Berdasarkan pemaparan di atas dapat diambil kesimpulan bahwa, aspek–aspek problem focused coping adalah mencoba untuk memperoleh informasi dari orang lain serta melakukan penyelesaian masalah secara konkret dan menganalisis setiap situasi yang menimbulkan masalah kemudian mencari solusinya.

Faktor-faktor yang Mempengaruhi Problem Focused Coping

Strategi coping dipengaruhi oleh penilaian kognitif pada setiap individu. Strategi coping diperlukan untuk mengatasi stress dari eksternal maupun dari internal. Antonovsky (dalam Lazarus dan Folkman, 1984) menggunakan metode generalisasi untuk menggambarkan sumber karakteristik resisten pada individu dalam mengelola stres. Karakteristiknya yaitu fisik, biokimia, kognitif, emosional, sikap, interpersonal, makro sosial budaya.
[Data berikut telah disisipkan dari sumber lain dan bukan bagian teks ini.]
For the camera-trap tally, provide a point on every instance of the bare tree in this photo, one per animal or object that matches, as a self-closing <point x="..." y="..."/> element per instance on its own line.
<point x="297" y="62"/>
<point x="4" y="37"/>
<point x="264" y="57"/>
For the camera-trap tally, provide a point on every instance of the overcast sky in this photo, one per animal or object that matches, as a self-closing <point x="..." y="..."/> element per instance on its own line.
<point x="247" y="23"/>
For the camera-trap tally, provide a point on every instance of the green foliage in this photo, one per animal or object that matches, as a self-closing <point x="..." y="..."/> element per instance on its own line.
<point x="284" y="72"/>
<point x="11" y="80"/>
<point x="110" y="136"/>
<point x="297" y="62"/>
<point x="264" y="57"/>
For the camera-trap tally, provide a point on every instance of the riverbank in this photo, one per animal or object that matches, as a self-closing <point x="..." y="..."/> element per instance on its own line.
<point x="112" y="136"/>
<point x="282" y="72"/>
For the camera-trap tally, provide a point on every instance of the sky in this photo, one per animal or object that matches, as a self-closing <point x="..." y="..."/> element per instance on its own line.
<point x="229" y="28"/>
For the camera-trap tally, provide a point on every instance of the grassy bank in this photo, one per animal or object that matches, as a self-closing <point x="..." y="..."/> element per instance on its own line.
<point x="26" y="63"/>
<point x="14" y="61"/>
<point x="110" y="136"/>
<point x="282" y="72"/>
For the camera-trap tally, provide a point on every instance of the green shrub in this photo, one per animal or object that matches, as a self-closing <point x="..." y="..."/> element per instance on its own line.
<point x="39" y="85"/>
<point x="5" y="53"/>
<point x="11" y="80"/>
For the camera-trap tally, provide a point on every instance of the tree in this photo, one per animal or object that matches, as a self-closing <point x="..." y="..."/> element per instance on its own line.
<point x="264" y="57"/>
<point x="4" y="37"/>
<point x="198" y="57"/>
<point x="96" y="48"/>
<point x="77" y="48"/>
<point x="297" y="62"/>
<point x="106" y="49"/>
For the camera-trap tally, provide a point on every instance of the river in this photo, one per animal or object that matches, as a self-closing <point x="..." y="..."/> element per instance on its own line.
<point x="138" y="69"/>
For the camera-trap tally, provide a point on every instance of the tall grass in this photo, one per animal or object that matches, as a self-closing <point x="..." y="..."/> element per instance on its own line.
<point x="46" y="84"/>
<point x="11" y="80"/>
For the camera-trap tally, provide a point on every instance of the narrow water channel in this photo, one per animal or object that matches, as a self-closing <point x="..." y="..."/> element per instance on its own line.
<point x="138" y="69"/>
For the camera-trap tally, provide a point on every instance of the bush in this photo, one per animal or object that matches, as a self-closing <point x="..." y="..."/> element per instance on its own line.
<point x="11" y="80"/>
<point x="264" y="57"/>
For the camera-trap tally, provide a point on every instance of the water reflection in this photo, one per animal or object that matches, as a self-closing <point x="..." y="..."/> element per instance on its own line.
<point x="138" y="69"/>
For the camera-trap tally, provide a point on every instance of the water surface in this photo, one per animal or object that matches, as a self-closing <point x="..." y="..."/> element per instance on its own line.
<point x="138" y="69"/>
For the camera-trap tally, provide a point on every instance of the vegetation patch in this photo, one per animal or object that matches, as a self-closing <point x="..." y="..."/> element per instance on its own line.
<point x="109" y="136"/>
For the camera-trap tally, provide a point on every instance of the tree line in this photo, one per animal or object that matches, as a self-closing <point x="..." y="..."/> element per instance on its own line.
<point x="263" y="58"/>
Menurut Lazarus dan Folkman (1984), faktor yang mempengaruhi problem focused coping adalah:

a. Kesehatan Dan Energi (Health and Energy)
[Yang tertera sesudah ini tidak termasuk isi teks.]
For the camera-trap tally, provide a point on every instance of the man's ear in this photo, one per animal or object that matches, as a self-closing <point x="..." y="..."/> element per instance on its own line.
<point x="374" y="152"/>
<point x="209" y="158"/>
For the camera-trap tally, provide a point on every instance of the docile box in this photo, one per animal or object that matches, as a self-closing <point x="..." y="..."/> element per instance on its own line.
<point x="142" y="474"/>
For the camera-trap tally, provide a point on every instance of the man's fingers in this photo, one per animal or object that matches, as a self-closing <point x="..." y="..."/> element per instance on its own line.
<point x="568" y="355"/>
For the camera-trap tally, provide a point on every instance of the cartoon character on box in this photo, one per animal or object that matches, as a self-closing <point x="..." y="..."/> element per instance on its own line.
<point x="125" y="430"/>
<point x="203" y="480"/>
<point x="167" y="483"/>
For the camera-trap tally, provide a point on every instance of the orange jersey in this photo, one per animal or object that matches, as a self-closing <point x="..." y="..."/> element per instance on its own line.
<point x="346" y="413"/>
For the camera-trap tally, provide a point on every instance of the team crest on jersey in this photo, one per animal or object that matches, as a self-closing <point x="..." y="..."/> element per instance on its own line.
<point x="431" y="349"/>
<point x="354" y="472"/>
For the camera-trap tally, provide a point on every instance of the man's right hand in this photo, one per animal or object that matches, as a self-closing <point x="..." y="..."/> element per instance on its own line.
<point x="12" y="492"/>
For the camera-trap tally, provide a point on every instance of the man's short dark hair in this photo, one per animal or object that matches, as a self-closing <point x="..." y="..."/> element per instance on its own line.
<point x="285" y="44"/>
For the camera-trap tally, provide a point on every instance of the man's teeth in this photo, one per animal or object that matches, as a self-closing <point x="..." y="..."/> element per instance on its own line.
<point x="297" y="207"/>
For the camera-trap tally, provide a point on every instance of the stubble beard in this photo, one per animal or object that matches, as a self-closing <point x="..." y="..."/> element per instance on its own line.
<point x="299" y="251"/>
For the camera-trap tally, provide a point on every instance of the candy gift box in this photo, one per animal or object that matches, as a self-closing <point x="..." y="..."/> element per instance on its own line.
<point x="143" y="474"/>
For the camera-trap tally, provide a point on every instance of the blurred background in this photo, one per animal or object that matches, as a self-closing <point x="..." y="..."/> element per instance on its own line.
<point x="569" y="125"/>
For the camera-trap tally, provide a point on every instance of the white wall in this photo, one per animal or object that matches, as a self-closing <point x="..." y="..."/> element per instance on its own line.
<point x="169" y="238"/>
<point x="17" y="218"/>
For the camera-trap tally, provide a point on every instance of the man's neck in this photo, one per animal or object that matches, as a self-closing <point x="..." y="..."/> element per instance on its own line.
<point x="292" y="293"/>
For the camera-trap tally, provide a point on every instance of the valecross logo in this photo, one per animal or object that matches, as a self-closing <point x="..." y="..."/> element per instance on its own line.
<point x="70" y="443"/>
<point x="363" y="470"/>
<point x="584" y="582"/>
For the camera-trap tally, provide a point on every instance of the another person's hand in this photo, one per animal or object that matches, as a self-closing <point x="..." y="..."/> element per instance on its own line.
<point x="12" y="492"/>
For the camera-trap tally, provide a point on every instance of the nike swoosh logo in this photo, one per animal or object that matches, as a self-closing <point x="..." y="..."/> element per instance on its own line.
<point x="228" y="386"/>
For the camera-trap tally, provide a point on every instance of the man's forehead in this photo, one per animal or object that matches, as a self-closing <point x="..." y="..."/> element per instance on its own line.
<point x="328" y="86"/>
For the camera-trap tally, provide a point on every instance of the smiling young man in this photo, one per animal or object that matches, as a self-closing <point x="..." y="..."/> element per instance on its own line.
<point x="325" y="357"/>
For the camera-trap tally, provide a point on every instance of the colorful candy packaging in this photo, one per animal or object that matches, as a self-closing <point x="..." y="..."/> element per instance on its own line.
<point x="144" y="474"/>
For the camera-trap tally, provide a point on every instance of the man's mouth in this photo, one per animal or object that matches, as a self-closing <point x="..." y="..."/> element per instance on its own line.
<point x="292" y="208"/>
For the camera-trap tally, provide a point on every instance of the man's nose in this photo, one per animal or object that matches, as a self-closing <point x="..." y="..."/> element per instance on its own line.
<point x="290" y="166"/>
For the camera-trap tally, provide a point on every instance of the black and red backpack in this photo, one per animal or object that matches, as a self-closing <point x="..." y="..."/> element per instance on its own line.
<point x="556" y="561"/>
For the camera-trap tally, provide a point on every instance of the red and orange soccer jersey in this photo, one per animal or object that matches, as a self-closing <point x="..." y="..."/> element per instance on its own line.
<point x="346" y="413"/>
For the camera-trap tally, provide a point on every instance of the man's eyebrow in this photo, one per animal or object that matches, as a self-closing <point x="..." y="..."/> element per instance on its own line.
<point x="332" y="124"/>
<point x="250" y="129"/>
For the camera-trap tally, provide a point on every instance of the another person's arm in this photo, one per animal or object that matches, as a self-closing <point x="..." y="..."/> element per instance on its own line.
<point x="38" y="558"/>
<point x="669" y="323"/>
Kesehatan dan energi mempengaruhi berbagai macam bentuk strategi coping pada individu dan juga stres. Apabila individu dalam keadaan rapuh, sakit, lelah, lemah tidak mampu melakukan coping dengan baik. Sehingga kesehatan fisik menjadi factor penting dalam menentukan strategi coping pada individu.
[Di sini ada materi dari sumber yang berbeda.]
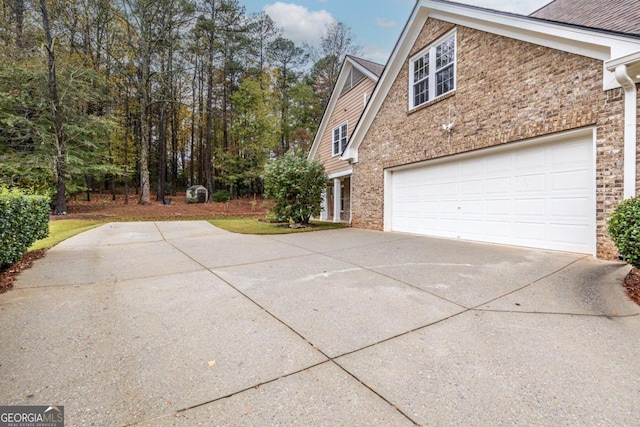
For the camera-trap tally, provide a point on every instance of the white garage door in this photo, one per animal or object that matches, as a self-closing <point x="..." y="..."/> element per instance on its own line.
<point x="539" y="196"/>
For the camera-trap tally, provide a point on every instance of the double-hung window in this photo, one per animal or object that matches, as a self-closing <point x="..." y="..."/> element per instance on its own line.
<point x="432" y="72"/>
<point x="339" y="139"/>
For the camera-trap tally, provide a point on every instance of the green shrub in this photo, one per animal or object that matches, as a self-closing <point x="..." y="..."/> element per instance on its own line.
<point x="296" y="185"/>
<point x="624" y="229"/>
<point x="221" y="196"/>
<point x="23" y="220"/>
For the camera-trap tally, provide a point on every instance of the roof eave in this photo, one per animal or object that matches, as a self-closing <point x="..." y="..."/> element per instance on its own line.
<point x="594" y="44"/>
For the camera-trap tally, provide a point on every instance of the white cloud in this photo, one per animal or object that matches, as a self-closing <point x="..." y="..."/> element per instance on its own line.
<point x="299" y="23"/>
<point x="375" y="53"/>
<point x="385" y="23"/>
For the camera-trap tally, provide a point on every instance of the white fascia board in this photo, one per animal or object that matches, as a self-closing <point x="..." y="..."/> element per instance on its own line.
<point x="363" y="70"/>
<point x="594" y="44"/>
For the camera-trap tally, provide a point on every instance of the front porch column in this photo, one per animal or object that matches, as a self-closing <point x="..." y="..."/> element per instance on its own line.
<point x="324" y="215"/>
<point x="337" y="197"/>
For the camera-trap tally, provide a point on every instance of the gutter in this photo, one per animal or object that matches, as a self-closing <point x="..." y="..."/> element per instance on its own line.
<point x="627" y="80"/>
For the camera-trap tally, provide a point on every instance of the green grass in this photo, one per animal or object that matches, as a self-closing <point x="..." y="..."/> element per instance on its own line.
<point x="253" y="226"/>
<point x="62" y="229"/>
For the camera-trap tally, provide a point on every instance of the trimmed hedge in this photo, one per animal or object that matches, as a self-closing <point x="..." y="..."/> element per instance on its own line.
<point x="23" y="220"/>
<point x="624" y="229"/>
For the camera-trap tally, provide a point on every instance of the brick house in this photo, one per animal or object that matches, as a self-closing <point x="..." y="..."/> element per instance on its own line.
<point x="354" y="87"/>
<point x="502" y="128"/>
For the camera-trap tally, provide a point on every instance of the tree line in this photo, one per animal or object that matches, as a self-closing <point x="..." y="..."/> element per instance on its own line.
<point x="154" y="95"/>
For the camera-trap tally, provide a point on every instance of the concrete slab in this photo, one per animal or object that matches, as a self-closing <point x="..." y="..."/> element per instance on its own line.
<point x="118" y="354"/>
<point x="588" y="287"/>
<point x="137" y="332"/>
<point x="339" y="239"/>
<point x="321" y="396"/>
<point x="509" y="369"/>
<point x="337" y="306"/>
<point x="227" y="249"/>
<point x="105" y="264"/>
<point x="115" y="233"/>
<point x="466" y="273"/>
<point x="171" y="230"/>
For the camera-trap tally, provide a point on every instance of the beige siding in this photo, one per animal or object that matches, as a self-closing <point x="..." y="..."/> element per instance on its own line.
<point x="507" y="90"/>
<point x="349" y="108"/>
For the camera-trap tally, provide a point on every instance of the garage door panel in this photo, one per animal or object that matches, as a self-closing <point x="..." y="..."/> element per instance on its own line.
<point x="530" y="159"/>
<point x="471" y="187"/>
<point x="498" y="185"/>
<point x="498" y="165"/>
<point x="569" y="180"/>
<point x="540" y="196"/>
<point x="571" y="208"/>
<point x="530" y="231"/>
<point x="530" y="207"/>
<point x="498" y="207"/>
<point x="569" y="154"/>
<point x="499" y="229"/>
<point x="566" y="233"/>
<point x="530" y="183"/>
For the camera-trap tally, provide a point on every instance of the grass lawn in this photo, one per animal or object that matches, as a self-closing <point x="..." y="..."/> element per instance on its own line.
<point x="253" y="226"/>
<point x="62" y="229"/>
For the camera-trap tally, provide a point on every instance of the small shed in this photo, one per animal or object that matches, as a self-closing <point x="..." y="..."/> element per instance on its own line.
<point x="197" y="194"/>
b. Keyakinan Yang Positif (Positive Beliefs)

Penilaian diri secara positif dianggap sebagai sumber psikologis yang mempengaruhi strategi coping pada individu. Setiap individu memiliki keyakinan tertentu yang menjadi harapan dan upaya dalam melakukan strategi coping pada kondisi apapun, sehingga penilaian mengenai keyakinan yang positif merupakan sumber strategi coping. Harapan ada apabila individu yakin sehingga dapat menghasilkan kemungkinan yang positif. Hal ini dipertegas oleh seorang penulis Norman Vincent Peale yang mengatakan fungsi kekuatan berpikir positif dan memiliki kemampuan menjadikan individu memiliki pengalaman yang baik.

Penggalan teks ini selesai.